Monday, May 31, 2010

Graph Maintenance - Complete!

As noted in the previous entry, we recently updated the AggreTweet graphing technology to display more accurate information. Now, graphs will at-most be 3 minutes out of date. Considering that the graphs only plot points in 6 minutes intervals (by design), this should really not be noticeable by anybody looking.

So, in cases like a Halo: Reach BETA launch, and everyone is clamoring for a code via Twitter, you will see the spike in the graphs as soon as the next plot point on the graph is generated. This also means that if a given topic gets a high volume of tweets in rapid succession, it will rise to the Top-10 list much sooner (and accurately) than before.

We'll be monitoring performance as always, and if we notice any other anomalies we'll be sure to address them as quickly as possible. As always, look for updates here!

Friday, May 28, 2010

AggreTweet Graph Maintenance - 5/28/2010

Notice 5/28/2010: The trend graphs on AggreTweet are not displaying accurately at present, affecting overall trends / rankings. We are working to rectify.
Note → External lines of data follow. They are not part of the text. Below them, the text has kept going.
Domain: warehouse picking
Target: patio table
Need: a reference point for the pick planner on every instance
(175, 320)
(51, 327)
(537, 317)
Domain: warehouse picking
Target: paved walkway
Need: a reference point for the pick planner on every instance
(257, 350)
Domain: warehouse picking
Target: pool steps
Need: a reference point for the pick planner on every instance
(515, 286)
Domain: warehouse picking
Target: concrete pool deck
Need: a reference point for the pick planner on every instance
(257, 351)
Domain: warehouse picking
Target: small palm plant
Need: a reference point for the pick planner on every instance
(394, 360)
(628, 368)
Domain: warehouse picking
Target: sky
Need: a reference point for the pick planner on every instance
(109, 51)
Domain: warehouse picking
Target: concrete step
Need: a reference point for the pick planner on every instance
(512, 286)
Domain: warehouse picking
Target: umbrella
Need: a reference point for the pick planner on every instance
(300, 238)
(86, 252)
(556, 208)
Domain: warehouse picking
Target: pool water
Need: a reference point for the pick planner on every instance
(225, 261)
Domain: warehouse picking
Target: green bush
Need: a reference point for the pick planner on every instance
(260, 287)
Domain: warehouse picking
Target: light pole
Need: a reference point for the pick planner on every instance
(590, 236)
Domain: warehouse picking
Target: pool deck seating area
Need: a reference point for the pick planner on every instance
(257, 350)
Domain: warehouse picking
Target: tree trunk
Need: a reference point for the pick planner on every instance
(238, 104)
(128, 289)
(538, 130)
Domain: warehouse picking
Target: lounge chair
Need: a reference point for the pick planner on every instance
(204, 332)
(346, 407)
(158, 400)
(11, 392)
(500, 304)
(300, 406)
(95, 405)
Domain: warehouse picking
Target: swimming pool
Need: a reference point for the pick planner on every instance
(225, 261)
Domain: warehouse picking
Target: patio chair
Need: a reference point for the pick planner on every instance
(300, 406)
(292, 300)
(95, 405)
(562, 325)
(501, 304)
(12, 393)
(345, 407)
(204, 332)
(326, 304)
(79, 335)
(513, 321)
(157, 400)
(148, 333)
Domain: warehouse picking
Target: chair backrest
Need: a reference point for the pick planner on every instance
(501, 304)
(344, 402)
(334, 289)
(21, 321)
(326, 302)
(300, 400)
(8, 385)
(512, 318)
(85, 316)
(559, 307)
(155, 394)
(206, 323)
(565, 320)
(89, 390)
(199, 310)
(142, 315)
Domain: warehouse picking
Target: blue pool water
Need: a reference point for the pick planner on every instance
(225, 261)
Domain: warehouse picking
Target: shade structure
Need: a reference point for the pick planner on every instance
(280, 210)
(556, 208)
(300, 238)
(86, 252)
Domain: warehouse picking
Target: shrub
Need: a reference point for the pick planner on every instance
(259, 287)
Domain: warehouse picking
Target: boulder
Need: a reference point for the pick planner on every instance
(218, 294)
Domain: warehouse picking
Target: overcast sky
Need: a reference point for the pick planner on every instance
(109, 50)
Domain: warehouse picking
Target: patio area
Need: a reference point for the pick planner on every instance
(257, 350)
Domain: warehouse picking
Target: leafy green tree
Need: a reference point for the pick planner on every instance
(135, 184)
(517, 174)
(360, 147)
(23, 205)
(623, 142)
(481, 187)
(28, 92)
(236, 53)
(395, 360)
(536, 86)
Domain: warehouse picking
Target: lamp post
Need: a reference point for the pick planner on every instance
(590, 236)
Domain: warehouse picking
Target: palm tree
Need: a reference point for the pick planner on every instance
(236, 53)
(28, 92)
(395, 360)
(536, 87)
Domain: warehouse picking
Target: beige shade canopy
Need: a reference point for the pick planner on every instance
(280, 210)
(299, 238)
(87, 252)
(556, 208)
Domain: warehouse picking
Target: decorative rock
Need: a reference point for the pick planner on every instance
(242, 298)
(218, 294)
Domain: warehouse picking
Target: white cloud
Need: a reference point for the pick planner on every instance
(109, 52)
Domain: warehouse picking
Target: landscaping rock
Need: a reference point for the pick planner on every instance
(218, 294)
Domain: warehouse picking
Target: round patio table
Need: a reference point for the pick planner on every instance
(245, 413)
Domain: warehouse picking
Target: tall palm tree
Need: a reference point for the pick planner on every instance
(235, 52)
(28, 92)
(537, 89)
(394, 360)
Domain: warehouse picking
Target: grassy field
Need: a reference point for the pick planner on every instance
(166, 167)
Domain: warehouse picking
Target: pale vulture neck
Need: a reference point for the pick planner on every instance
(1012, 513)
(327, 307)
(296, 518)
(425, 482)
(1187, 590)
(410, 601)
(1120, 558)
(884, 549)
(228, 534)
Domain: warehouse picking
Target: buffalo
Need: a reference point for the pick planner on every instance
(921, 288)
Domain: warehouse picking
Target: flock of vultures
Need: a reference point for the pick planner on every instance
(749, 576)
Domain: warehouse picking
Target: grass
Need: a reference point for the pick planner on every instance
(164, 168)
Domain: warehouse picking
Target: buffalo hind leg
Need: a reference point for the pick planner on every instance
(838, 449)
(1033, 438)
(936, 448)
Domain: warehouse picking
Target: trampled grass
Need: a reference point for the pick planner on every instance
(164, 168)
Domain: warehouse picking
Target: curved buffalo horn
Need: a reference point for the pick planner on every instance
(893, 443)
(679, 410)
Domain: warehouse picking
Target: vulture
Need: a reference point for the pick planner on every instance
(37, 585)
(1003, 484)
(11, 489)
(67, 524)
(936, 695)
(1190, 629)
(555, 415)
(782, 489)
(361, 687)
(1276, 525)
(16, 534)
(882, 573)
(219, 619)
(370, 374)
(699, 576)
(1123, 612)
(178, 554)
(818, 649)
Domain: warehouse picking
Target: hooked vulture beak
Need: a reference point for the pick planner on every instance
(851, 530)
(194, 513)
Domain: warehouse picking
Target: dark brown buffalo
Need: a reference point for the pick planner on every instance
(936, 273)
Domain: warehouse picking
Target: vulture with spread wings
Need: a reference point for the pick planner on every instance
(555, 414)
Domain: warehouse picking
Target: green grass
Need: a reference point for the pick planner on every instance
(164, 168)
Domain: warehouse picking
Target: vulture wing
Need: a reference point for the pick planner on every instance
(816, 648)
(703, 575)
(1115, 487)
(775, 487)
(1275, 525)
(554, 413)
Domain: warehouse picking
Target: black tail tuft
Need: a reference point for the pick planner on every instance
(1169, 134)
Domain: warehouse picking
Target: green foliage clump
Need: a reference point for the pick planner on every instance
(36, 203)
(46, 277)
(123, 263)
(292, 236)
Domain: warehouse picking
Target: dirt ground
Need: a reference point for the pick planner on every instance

So what does that notice atop Aggregame mean? Well in short - the overall rank-ordering of top games, as well as the graphs displaying on game channels, are not actually representative of the most current Twitter activity. This only affects the graphs - actual Tweets are flowing real-time, so that's good.

However, AggreTweet is most useful for tracking trends. It's no secret that reading the front page of AggreTweet is, for all intents and purposes, a waste of time. It's a real-time feed of every tweet for all major video games, so needless to say there's a lot of data constantly streaming in. To try to actually read everything coming in would be like swimming upstream against the current. Then again, if the stream of tweets was broken, it would be an even worse scenario.

Thankfully, we are still tracking all the data. That means once this problem is rectified (hopefully sometime over the weekend), the graphs will suddenly be displaying properly again and you'll be able to filter through that historical data (Past Day, Week, Month) and see how the weekend's trends really played out.

A Deeper Look into the Problem:

Given the volume of tweets and Twitter users AggreTweet tracks (over 20 Million tweets stored, with hundreds of thousands of Gamers contributing) our physical databases are enormous. Working with this volume of data takes time (and CPU cycles).

AggreTweet is architected in such a way that it is extremely efficient at handling high volumes of tweets, rapidly - and more importantly - handling lots of concurrent viewers watching the live feeds. So if there happens to be thousands of visitors chatting simultaneously in various Game Channels on AggreTweet, it can handle it and not crash the website due to that many people all requesting those streams concurrently.

Given this primary charge, some trade-offs must be made. One of those is in how we store and index each tweet, and subsequently how we plot that tweet against one another in the graphs. So given the nature of this particular failure (a failure to scale in quantity of total tweets, not concurrency), working to fix the issue (permanently) is a bit of a chore (and waiting game given how much data we must re-factor). Rather than put effort into a "band-aid" fix up front, we're going to spend all our time and resources fixing it the right way, once.

As such, the maintenance will take most of the weekend. We'll have an update for you when we have some conclusive results. At least we know where the problem is, and how to fix it. If we erased all historical data we could have the problem solved immediately. But that's not a very appealing option... So instead, we must arduously wade through 20 Million tweets (and more importantly, test our results to make sure this fix is not going to cause any other problems).

Apologies for the inconvenience. AggreTweet will remain online (as it is still technically functioning); you'll just have to assume that none of the rankings or graphs are displaying current data. Actually, technically all the graphs are accurate (relatively speaking), but are actually showing the plot points from hours ago. So if you hover the graph and it says that a topic had "30 tweets" 6 minutes ago, it really had 30 tweets at that particular moment - 5 hours and 6 minutes ago (because the graphing engine is so back-logged due to this performance issue).

In any event, we'll have it solved as quickly as possible. Stay tuned.